Lors d’une longue interview exclusive accordée à Brut ce jeudi 5 février, Emmanuel Macron a abordé de nombreux sujets d’actualité, parmi lesquels l’impact des jeux vidéo sur les plus jeunes. Un thème sensible que le chef de l’État entend désormais examiner à la lumière d’une étude scientifique, avant d’envisager d’éventuelles mesures pouvant aller jusqu’à une interdiction.
L’échange intervient dans un contexte marqué par l’émotion suscitée par l’attaque de Sanary-sur-Mer. Au cours de l’interview, Brut soumet au président la réaction d’une femme se présentant comme enseignante, dénonçant des « enfants à la dérive » qui, dès « 7 ou 8 ans », jouent à Fortnite. Une interpellation qui relance le débat sur l’exposition précoce des enfants à des contenus violents.
Interrogé directement sur le sujet, Emmanuel Macron établit un lien entre la violence observée dans la société et l’exposition croissante des jeunes à des images violentes, que ce soit sur les réseaux sociaux ou dans certains jeux vidéo. « Il est clair que la violence qui s’installe dans la société et chez les plus jeunes est aussi liée au fait que les enfants et les adolescents sont beaucoup plus exposés à de la violence », affirme-t-il.
Une étude scientifique confiée à des experts
Souhaitant éviter toute décision hâtive, le président de la République annonce le lancement imminent d’un travail scientifique confié à des experts, ainsi qu’au Conseil national du numérique et de l’intelligence artificielle. Objectif : « mesurer scientifiquement l’effet » des jeux vidéo sur les enfants et les adolescents.

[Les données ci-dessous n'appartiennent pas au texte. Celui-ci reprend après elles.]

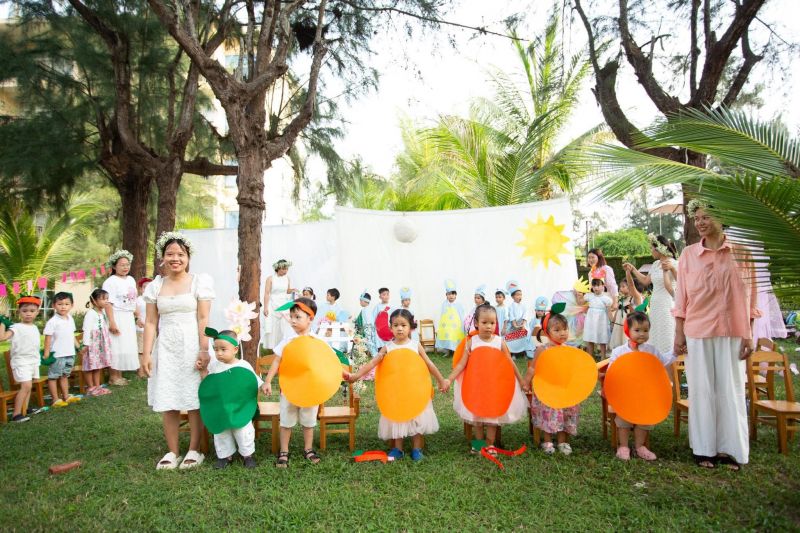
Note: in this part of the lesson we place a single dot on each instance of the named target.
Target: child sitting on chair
(25, 359)
(638, 332)
(301, 316)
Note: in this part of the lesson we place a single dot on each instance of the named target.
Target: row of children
(554, 423)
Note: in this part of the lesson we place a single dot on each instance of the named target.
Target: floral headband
(659, 246)
(695, 204)
(214, 334)
(116, 256)
(167, 236)
(281, 263)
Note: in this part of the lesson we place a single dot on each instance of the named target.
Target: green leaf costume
(228, 400)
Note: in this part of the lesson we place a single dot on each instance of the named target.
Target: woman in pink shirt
(714, 310)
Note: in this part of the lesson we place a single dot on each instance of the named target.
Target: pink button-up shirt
(716, 292)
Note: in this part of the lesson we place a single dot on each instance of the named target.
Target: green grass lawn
(119, 441)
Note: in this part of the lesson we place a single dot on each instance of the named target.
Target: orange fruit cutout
(489, 382)
(564, 376)
(309, 373)
(402, 385)
(638, 388)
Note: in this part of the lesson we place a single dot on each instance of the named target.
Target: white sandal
(169, 462)
(194, 456)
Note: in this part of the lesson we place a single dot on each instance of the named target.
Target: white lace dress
(662, 323)
(174, 379)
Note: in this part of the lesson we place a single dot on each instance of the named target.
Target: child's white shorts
(290, 414)
(25, 370)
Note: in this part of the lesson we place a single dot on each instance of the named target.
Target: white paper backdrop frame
(364, 249)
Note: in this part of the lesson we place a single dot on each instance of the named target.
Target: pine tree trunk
(134, 192)
(251, 216)
(168, 181)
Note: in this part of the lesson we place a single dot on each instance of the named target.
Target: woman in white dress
(664, 277)
(277, 291)
(121, 290)
(178, 305)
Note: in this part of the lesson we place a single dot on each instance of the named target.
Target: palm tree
(751, 183)
(28, 252)
(503, 152)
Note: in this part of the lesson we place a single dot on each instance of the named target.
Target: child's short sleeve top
(25, 343)
(63, 332)
(121, 292)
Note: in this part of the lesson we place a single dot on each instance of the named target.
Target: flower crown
(167, 236)
(660, 247)
(116, 256)
(282, 263)
(695, 204)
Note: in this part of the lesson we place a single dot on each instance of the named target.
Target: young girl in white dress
(598, 316)
(97, 342)
(121, 313)
(402, 324)
(178, 305)
(485, 322)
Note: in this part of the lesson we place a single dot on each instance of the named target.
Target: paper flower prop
(228, 400)
(167, 236)
(239, 314)
(582, 286)
(116, 256)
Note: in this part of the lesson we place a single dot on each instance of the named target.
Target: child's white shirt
(665, 358)
(121, 292)
(24, 343)
(62, 331)
(215, 366)
(141, 308)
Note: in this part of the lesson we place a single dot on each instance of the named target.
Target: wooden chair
(427, 334)
(680, 404)
(268, 416)
(38, 384)
(344, 415)
(5, 398)
(783, 414)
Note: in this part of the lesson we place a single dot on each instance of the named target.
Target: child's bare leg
(21, 401)
(308, 438)
(63, 384)
(623, 434)
(491, 433)
(639, 436)
(171, 421)
(286, 434)
(52, 386)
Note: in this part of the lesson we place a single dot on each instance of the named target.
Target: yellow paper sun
(543, 241)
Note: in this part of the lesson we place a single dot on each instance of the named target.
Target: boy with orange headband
(25, 358)
(301, 317)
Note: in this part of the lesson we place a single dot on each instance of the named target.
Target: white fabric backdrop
(360, 250)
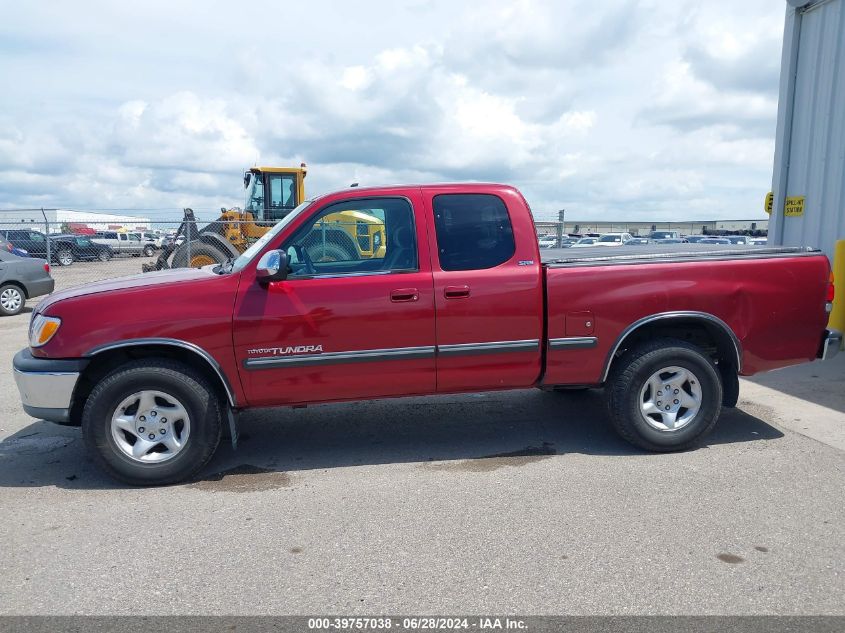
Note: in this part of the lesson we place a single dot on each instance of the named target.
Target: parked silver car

Cette étude devrait s’étendre sur une période d’environ deux mois.
« Avant de prendre une mesure nationale, je veux que la science m’éclaire », insiste Emmanuel Macron, qui dit rechercher un « consensus scientifique ». L’étude devra notamment déterminer si certains jeux sont plus problématiques que d’autres, pour quelles raisons, et surtout formuler des recommandations concrètes à destination des pouvoirs publics et des familles.
Parmi les questions posées, l’une est centrale : « Est-ce qu’il faut une interdiction ou pas ? » Sur ce point, le chef de l’État se montre prudent, jugeant qu’« il est trop tôt pour le dire ». Il donne toutefois rendez-vous « en mai, juin », tout en précisant que « le débat doit être citoyen ».
Un débat ancien relancé
En évoquant la possible influence des jeux vidéo violents, Emmanuel Macron rouvre un débat que beaucoup pensaient tranché : celui de la capacité des joueurs, notamment les plus jeunes, à faire la différence entre fiction et réalité. Il invoque le « bon sens », estimant que passer des heures dans des univers où l’on « descend tout le monde » peut « déréaliser le rapport à la violence » et « conditionner » les comportements.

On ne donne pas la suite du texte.